古都(2016)の映画専門家レビュー一覧

古都(2016)

川端康成の同名長編小説を、舞台を現代に置き換え映画化。松雪泰子が双子の二役を演じている。京都で代々続く呉服店を営む千重子と、北山杉の里で働く苗子。生き別れた双子の姉妹とその娘たちは、時代が大きく移ろう中、受け継いできた伝統の継承に葛藤する。京都とフランス・パリで撮影が行われた。監督はハリウッドで映画を学び「Re:Play-Girls」などを手がけたYuki Saito。岐路に立つ娘たちを「寄生獣」シリーズの橋本愛と「無伴奏」の成海璃子が演じる。2016年11月26日より京都先行公開。
  • 映画評論家

    北川れい子

    ちょっと批評のことばもない。星一つはおマケです。どういう狙いがあってハリウッドで8年映画作りを学んだという実力未知数の新人監督を起用したのか不明だが、和服姿の松雪泰子が京都をウロウロする、その歩き方からしてブザマで、しかもその表情はミジメッたらしい八の字顔、古都も文化もヘッタクレもあったもんじゃない。川端原作の現代版? 古都つながりでパリに留学? とにかく場面はあっても絵ハガキ未満、終盤のパリの日本文化デモンストレーションは、悪夢か悪い冗談か。

  • 映画文筆系フリーライター、退役映写技師

    千浦僚

    川端康成『古都』は過去に岩下志麻版、山口百恵版があるが、本作は単に再映画化ではない、いま流行の新味を加えた改変をアピールしたいリブート版。
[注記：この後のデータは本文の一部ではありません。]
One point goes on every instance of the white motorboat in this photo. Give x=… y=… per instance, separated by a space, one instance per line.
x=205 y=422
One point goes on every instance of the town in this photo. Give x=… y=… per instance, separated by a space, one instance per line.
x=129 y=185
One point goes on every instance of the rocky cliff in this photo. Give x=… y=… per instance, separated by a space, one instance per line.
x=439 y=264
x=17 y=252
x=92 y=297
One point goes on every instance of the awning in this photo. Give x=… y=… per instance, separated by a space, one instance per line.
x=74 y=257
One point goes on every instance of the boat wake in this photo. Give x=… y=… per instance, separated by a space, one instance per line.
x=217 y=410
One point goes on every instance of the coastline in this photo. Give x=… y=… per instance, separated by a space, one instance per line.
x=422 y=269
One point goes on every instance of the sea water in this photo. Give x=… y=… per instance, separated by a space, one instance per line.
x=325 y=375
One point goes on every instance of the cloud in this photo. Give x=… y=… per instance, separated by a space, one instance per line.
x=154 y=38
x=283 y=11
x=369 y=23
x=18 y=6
変えたところ付け加えたところに?まれるものがある「古都 怒りのデスロード」。生活格差が生じた双子という従来の設定に、さらにその娘たちは、と線を延ばしたところが現代。そこでの自立や人生の開拓がおこなわれる。松雪泰子二役、蒼あんな蒼れいな姉妹、橋本愛、成海璃子と、落ち着いた系の美人が満載でそれだけでも観られる。

  • 映画評論家

    松崎健夫

    本作は西陣織の世界を描いているが、これは〈映画〉そのもののことを描いているようでもある。後継者を失い、技術が廃れ、次世代に引き継げないという現状。この映画は、その“伝統”のあり方を川端康成の『古都』に倣いながら、かつて栄華を誇った撮影所のある街・京都を舞台にしている。それは単なる偶然ではない。映画の始まりと終わりを飾る、着物の縦糸と横糸。それはまるで、京都の街を象る碁盤の目のようではないか。そして、唐突に思えるパリの風景に共通項を見出すのである。